State readies federal suit over Yucca standards

CARSON CITY -- The final touches are being put on a federal lawsuit to overturn new Department of Energy regulations that lower the safety standard for storing high-level nuclear waste at Yucca Mountain.

The regulations, which go into effect today, allow the DOE to use containers to protect the environment from radioactivity rather than natural geologic barriers. The state will contend in the suit that the Energy Department is using the containers to make Yucca Mountain safe.

The earliest a suit could be filed would be Monday in the Circuit Court of Appeals in Washington, state Attorney General Frankie Sue Del Papa said.

State Solicitor General Tony Clark said the suit charges that the regulations do not comply with the 1982 Nuclear Waste Policy Act that sets the standards for burial of the highly radioactive material.

The original act of Congress was fashioned to protect the public and the natural resources from contamination.
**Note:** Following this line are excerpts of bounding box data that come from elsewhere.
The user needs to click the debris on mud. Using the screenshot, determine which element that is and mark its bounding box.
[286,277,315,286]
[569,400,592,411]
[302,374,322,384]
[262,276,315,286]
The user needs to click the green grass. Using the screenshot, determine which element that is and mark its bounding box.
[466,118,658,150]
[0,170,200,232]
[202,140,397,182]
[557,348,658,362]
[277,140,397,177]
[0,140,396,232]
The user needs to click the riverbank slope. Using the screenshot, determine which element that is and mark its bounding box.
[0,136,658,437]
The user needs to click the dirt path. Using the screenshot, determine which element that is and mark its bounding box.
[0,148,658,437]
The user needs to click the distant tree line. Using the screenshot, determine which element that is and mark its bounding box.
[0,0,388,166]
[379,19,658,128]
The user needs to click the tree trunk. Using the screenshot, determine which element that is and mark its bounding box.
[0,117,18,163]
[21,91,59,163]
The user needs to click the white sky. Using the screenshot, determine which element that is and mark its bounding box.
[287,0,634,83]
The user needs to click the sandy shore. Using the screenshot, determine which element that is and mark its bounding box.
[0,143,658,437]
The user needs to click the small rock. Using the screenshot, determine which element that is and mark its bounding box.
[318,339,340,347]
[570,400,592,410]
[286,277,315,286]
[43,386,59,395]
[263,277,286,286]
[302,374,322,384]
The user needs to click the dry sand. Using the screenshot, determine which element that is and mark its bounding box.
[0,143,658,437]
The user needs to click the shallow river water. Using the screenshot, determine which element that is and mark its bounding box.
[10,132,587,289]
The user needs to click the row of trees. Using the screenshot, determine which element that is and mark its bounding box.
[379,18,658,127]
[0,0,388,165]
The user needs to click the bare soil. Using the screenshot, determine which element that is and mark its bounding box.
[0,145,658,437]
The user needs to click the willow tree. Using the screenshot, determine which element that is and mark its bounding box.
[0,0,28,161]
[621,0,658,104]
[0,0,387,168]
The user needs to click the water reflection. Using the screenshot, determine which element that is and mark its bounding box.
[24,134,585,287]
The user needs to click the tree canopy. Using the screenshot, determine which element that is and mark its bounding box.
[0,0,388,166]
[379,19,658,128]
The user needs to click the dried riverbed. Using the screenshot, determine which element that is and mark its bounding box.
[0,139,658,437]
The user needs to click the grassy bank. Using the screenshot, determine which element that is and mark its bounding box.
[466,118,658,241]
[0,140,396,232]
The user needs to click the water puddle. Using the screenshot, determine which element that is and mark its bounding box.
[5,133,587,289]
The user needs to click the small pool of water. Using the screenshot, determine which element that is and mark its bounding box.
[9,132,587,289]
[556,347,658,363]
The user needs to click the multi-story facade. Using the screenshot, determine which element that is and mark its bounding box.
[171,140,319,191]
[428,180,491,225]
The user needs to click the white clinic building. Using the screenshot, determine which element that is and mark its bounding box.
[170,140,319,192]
Congress said the best method was to bury the material in a location where the rock formations would prevent leakage of the radioactivity into the air or into the underground water.

The new regulation allows the Department of Energy to rely on a combination of metal storage containers and natural geological barriers to satisfy the environmental standards.

Clark said the standard is to protect against leakage for 10,000 years, but nobody knows whether these new metal containers will be able to meet that standard.

Del Papa said the suit is being prepared by her staff and special counsel Joe Egan in Washington.

The Energy Department is looking at a plan to store the nuclear pellets in cylindrical casks in tunnels that it says meet the standards of the Environmental Protection Agency.

The attorney general said an affidavit of Victor Gilinsky, a former member of the Nuclear Regulatory Commission, will be attached to the suit to back up the Nevada claim, the attorney general said.

The new regulation by the Department of Energy is "a radical and imprudent departure" from the current rule, Gilinsky said, adding that the regulation becoming effective today "is inconsistent with Congress' mandate for safe and environmentally acceptable disposal of high level radioactive as was expressed in the Nuclear Waste Policy Act.

The federal law wanted a site with "favorable geologic characteristics" and that means it would provide "effective natural barriers to isolate the waste from the livable environment for extremely long times," Gilinsky said.

The Department of Energy is "not free to choose an inferior site because it has a waste container it thinks sufficiently durable to compensate for the site's deficiencies," Gilinsky said.

Del Papa said the state also is gearing up for a second suit when a final environmental impact statement is issued in February.

That impact statement does not deal with the issue of transportation of the waste across the country or with the possibility of a terrorist attack, Del Papa said.

In light of the events of Sept. 11, Del Papa said failure to consider a terrorist attack is a major flaw in the upcoming environmental impact statement.